Whether you’re serving B2B customers or your internal staff, a stellar customer experience now includes self-service. DevOps teams, other creators, and teams like HR expect to have self-service IT capability to handle routine tasks, avoid help desk tickets and a wait time for resolution. With organizations looking to conserve resources and IT staff time, self-service IT has experienced a ‘wild west’ rush by teams who relish the autonomy and efficiency it provides. However, self-service IT, like any other platform that touches business and privacy data, needs controls to ensure security, data governance and budget accountability. The challenge is to strike a balance between user empowerment and putting these guard rails in place.

Self-service IT is well suited for activities that are highly repeatable and structured. HR and benefits portals, high-volume IT services such as password resets, software provisioning and knowledge sharing tools are typical use cases. More advanced uses include self-service provisioning of applications or infrastructure and AI-assisted troubleshooting.
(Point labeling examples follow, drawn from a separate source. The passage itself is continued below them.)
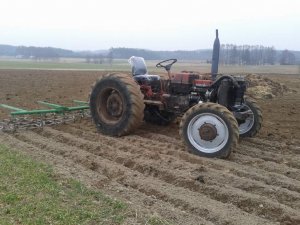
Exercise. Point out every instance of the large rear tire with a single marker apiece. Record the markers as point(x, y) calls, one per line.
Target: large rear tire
point(209, 130)
point(251, 125)
point(116, 104)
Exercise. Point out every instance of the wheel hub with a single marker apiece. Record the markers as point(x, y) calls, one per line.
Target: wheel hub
point(114, 105)
point(208, 132)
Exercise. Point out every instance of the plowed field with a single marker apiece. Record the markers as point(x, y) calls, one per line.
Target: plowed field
point(152, 171)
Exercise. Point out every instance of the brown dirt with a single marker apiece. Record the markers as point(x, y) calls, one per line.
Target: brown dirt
point(152, 171)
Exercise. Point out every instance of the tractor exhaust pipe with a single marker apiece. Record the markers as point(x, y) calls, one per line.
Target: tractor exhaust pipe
point(215, 57)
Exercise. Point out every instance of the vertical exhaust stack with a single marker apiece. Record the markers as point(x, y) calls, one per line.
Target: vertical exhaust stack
point(215, 57)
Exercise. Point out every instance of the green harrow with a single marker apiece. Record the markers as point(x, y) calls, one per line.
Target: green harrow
point(55, 114)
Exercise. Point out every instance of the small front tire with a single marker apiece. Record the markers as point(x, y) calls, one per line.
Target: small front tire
point(209, 130)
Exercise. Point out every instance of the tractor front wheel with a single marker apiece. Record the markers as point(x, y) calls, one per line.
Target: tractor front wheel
point(209, 130)
point(116, 104)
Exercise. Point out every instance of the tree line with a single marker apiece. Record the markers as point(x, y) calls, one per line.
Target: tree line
point(231, 54)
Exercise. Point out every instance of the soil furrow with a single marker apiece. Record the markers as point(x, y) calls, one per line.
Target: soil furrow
point(138, 202)
point(238, 170)
point(157, 170)
point(181, 198)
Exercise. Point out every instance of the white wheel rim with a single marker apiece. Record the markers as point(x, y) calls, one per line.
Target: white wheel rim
point(249, 121)
point(214, 145)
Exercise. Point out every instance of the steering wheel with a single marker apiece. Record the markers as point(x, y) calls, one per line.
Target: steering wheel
point(168, 65)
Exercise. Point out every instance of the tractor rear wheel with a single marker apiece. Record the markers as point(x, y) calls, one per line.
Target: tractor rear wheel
point(209, 130)
point(251, 125)
point(116, 104)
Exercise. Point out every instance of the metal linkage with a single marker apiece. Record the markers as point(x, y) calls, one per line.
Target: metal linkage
point(43, 117)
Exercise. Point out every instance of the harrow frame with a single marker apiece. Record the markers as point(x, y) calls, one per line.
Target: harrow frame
point(54, 108)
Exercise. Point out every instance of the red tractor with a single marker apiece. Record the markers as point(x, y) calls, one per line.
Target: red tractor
point(214, 113)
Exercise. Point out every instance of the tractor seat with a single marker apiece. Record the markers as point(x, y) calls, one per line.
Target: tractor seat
point(139, 70)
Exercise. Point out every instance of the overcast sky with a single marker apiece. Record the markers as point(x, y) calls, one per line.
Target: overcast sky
point(150, 24)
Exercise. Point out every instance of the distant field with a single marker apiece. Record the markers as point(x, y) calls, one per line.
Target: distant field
point(122, 65)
A common misconception is that self-service IT can be managed as a “set it and forget it” operation. The reality is that users have varying skills related to automation. Ongoing training and support must occur, with clear instructions on using automated tools. This will enable users to satisfactorily resolve issues and achieve results.
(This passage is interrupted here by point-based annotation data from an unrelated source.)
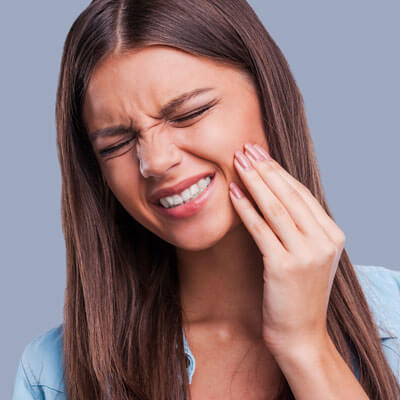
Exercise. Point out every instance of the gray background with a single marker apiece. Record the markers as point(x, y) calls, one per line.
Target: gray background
point(345, 58)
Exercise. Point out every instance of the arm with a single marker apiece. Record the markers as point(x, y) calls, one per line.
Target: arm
point(23, 389)
point(317, 372)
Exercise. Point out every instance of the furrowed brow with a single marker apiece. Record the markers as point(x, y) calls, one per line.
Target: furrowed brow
point(165, 111)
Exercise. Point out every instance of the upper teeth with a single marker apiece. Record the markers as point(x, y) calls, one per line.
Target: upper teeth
point(187, 195)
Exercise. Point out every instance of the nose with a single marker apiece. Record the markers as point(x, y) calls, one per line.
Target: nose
point(157, 154)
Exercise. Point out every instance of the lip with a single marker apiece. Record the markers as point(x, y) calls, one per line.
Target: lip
point(191, 207)
point(179, 187)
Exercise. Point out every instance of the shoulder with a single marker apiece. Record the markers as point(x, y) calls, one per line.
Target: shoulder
point(381, 287)
point(41, 366)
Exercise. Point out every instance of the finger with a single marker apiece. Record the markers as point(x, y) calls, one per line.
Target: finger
point(266, 240)
point(275, 214)
point(326, 222)
point(290, 198)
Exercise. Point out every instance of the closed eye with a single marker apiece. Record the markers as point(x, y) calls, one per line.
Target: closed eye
point(110, 150)
point(190, 116)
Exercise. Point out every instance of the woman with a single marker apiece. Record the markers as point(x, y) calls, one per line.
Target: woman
point(188, 247)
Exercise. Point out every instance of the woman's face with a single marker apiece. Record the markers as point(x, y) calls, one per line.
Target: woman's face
point(159, 149)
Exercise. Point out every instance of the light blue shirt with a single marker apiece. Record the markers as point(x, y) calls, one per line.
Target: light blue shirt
point(40, 370)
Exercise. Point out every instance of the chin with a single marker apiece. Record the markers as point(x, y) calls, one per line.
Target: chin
point(198, 238)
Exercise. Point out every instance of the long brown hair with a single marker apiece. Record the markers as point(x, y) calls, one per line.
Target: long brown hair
point(122, 315)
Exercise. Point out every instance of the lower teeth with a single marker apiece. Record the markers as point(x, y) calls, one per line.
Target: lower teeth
point(192, 198)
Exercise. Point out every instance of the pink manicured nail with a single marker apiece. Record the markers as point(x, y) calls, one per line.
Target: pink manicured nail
point(235, 190)
point(252, 152)
point(243, 160)
point(262, 152)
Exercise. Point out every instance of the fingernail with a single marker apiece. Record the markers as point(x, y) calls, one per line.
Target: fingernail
point(235, 190)
point(251, 152)
point(262, 152)
point(243, 160)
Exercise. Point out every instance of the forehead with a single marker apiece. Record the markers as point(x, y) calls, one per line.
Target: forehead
point(144, 79)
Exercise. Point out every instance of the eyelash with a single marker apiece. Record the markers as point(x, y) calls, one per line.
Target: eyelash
point(190, 116)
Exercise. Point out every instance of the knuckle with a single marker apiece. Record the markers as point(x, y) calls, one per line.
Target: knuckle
point(275, 210)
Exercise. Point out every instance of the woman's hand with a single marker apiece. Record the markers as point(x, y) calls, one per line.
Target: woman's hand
point(300, 245)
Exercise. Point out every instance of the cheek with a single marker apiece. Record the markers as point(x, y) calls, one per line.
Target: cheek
point(122, 176)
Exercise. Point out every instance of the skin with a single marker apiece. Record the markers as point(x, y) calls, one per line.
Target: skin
point(225, 335)
point(254, 294)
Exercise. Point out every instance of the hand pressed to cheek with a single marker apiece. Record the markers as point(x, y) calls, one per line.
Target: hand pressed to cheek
point(300, 245)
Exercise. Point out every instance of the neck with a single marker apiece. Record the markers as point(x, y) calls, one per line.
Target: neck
point(221, 288)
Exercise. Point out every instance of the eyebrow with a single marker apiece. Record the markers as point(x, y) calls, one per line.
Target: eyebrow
point(165, 111)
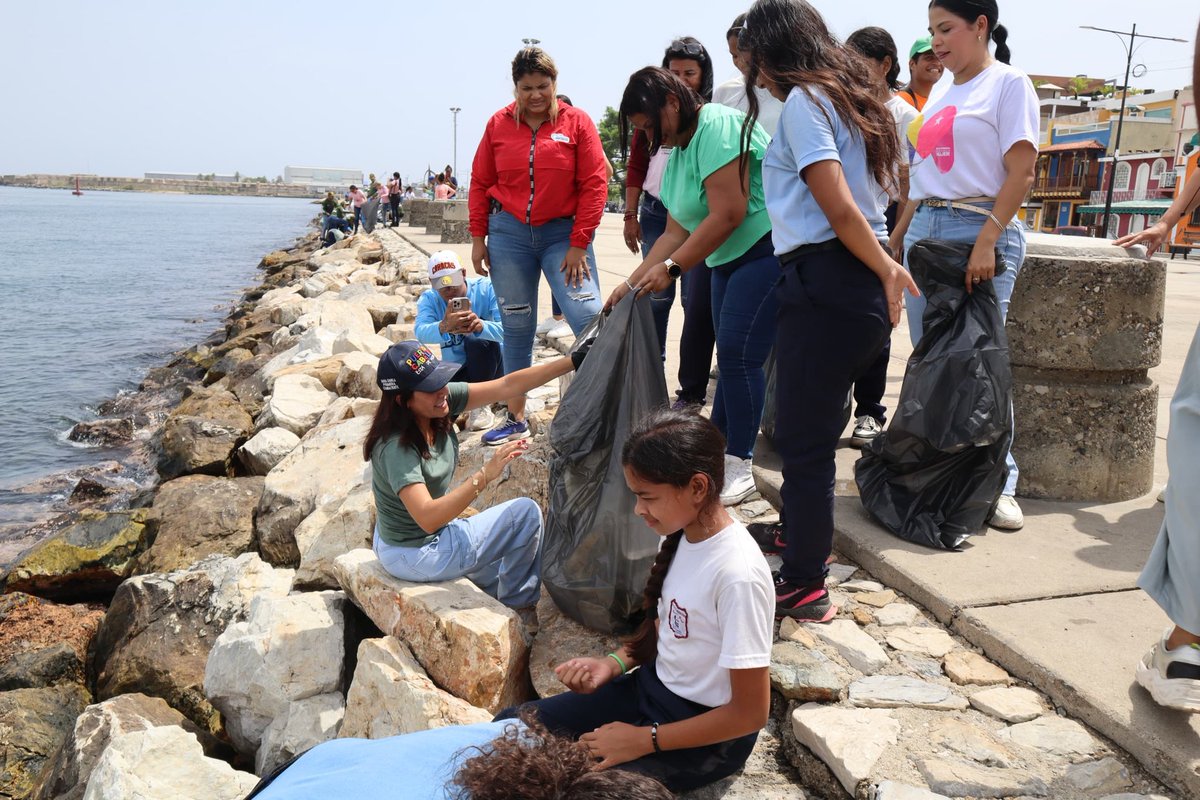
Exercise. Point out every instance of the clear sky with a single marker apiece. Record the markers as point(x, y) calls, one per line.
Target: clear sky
point(121, 88)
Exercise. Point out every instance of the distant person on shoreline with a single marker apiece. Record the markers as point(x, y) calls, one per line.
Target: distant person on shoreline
point(471, 337)
point(357, 200)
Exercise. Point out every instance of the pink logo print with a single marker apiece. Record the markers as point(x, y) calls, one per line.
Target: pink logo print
point(677, 619)
point(936, 139)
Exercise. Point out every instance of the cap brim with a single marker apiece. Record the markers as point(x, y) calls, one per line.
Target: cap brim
point(438, 378)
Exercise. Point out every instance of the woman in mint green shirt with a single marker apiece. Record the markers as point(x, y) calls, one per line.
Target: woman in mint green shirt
point(718, 221)
point(413, 450)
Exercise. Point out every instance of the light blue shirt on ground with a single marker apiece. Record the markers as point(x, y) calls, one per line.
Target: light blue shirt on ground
point(810, 132)
point(415, 767)
point(431, 310)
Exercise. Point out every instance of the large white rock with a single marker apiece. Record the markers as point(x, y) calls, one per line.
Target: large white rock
point(850, 741)
point(298, 402)
point(163, 763)
point(327, 464)
point(391, 695)
point(901, 691)
point(334, 529)
point(471, 644)
point(303, 725)
point(855, 644)
point(267, 449)
point(288, 649)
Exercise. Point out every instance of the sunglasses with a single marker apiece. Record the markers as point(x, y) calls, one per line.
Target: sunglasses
point(688, 48)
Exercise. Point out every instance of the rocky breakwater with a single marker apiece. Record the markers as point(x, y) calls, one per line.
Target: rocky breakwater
point(181, 647)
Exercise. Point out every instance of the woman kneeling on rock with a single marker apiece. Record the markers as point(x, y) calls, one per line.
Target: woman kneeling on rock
point(413, 450)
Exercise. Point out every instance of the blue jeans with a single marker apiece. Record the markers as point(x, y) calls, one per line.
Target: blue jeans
point(519, 256)
point(499, 549)
point(654, 222)
point(955, 224)
point(744, 311)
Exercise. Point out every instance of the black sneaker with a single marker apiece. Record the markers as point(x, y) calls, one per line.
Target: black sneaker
point(803, 603)
point(769, 536)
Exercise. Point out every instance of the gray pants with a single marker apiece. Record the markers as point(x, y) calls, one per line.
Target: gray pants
point(1171, 576)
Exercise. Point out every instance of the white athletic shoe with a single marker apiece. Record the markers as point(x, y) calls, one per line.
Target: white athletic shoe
point(738, 480)
point(1007, 515)
point(1171, 677)
point(481, 419)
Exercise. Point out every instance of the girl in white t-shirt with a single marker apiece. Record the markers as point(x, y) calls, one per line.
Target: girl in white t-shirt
point(691, 711)
point(975, 146)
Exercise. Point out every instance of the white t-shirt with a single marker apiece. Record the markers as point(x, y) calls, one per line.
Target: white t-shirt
point(965, 130)
point(717, 613)
point(733, 94)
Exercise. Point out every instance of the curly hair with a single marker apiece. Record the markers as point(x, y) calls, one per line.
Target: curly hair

Sometimes self-service tools don’t provide the desired solution. In these cases, users can be left feeling frustrated and isolated (e.g., “I just want to talk to a person who can help me”). There must be a clear and seamless escalation path for users, giving them the option of human support.

To further a CX-level experience, any self-service platform must have a product owner and support team which proactively seeks user feedback and fine-tunes automation processes based on that feedback.
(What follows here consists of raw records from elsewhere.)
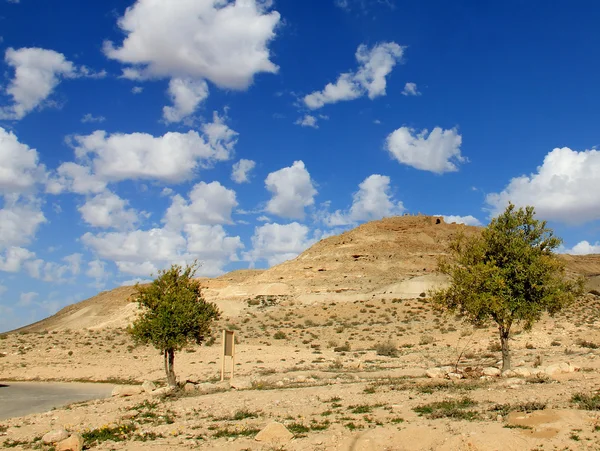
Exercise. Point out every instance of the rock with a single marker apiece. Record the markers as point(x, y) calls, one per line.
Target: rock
point(163, 391)
point(149, 386)
point(73, 443)
point(552, 370)
point(241, 384)
point(274, 433)
point(189, 387)
point(491, 371)
point(435, 373)
point(522, 371)
point(126, 390)
point(54, 436)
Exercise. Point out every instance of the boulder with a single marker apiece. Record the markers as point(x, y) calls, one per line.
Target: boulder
point(149, 386)
point(55, 436)
point(126, 390)
point(241, 384)
point(163, 391)
point(435, 373)
point(73, 443)
point(274, 432)
point(491, 371)
point(522, 371)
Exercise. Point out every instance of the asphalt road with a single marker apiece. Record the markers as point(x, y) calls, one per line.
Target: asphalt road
point(23, 398)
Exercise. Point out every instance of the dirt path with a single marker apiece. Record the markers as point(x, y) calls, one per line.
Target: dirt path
point(23, 398)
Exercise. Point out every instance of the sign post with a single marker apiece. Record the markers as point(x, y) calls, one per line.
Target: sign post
point(228, 351)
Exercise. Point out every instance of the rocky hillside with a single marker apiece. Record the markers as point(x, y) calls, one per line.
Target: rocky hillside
point(391, 258)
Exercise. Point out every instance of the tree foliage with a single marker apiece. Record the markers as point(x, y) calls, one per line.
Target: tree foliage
point(174, 314)
point(509, 274)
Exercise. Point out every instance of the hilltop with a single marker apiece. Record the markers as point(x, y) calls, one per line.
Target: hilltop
point(390, 258)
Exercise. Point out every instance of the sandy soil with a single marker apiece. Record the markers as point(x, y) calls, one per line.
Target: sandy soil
point(315, 369)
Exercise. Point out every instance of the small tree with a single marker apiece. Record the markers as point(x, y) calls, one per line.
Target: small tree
point(509, 274)
point(173, 314)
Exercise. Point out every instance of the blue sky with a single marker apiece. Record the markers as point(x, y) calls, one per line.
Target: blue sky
point(137, 134)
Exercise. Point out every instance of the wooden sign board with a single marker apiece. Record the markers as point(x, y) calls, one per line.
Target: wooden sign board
point(228, 351)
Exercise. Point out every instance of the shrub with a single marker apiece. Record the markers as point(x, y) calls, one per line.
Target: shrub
point(387, 349)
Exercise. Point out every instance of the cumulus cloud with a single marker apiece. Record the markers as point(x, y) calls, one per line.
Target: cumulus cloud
point(277, 243)
point(292, 190)
point(186, 94)
point(174, 157)
point(55, 272)
point(307, 121)
point(90, 118)
point(410, 89)
point(19, 222)
point(20, 169)
point(583, 248)
point(37, 73)
point(221, 41)
point(241, 171)
point(438, 151)
point(565, 188)
point(13, 258)
point(375, 64)
point(107, 210)
point(372, 201)
point(209, 204)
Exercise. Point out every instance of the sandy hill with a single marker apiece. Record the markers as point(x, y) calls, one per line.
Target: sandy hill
point(391, 258)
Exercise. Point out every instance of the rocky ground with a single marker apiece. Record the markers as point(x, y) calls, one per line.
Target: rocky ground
point(336, 375)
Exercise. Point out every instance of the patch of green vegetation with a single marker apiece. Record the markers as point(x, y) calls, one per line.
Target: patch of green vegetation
point(117, 433)
point(455, 409)
point(244, 432)
point(517, 426)
point(586, 402)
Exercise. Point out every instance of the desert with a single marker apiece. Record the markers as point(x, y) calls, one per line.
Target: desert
point(338, 349)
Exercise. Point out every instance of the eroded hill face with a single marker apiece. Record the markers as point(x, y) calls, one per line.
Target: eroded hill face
point(393, 258)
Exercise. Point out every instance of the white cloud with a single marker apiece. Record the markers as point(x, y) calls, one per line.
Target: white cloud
point(26, 299)
point(19, 223)
point(241, 171)
point(138, 252)
point(565, 188)
point(55, 272)
point(107, 210)
point(583, 248)
point(37, 72)
point(13, 258)
point(438, 151)
point(372, 201)
point(221, 41)
point(277, 243)
point(20, 168)
point(292, 190)
point(209, 204)
point(76, 178)
point(90, 118)
point(375, 64)
point(213, 248)
point(467, 220)
point(410, 89)
point(307, 121)
point(186, 94)
point(173, 157)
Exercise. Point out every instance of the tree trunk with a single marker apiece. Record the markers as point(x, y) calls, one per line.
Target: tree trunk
point(504, 334)
point(169, 362)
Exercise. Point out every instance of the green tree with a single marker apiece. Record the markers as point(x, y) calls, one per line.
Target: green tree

Taking an omni-channel approach is also important. Just like consumers, self-service IT users want to use chat, SMS, and traditional voice bots, among others. Meeting their customers where they need to be at that moment is key to success with self-service.

Challenges and Controls

It is imperative that IT leaders don’t confuse self-service IT with DIY. While it is valuable to allow users and customers to interact with IT (provisioning, usage, support, etc.), these interactions need to be executed in a carefully constructed and automated fashion. Setting up guard rails enables users to get what they need quickly and easily, while maintaining critical controls. Otherwise, organizations risk self-service IT becoming another version of Shadow IT, which can lead to a security breach, unauthorized network interaction and cost overruns.

As part of implementing controls, self-service platforms should include robust monitoring and analytics related to activity. This allows organizations to get a complete picture of IT support activity and needs.

One example of finding balance between innovation and controls is the recent emphasis on platform engineering (part of the continual evolution of DevOps, DevSecOps, SRE, etc.). A foundational tenet of DevOps is the concept of developer self-service: choose your tool, build it, and run it.  In many cases, however, this has created challenges around security, governance, resiliency/scalability, and cost management. Platform engineering aims to strike a better balance (with modern processes and tooling) that provides the developers the flexibility and agility they need (self service) with the controls that protect the organization. It can also address other aspects that an individual developer or team may not have considered.

The Benefits

Self-service IT helps the employee focus on higher-value tasks and avoid repetitive, error prone tasks that can easily be accomplished through computer aided automation. Its mission is not to reduce the workforce but to support employees’ happiness by giving them time to do meaningful work.

In an era of competitive digital innovation, it also promotes digital literacy among users as they become more adept at navigating automated IT systems.

From an organizational perspective, self-service IT can be a powerful aspect of ITSM, eliminating wasted spend on tasks that can be automated, allowing more time for creativity and innovation, and moving one step closer to a true digital, CX business.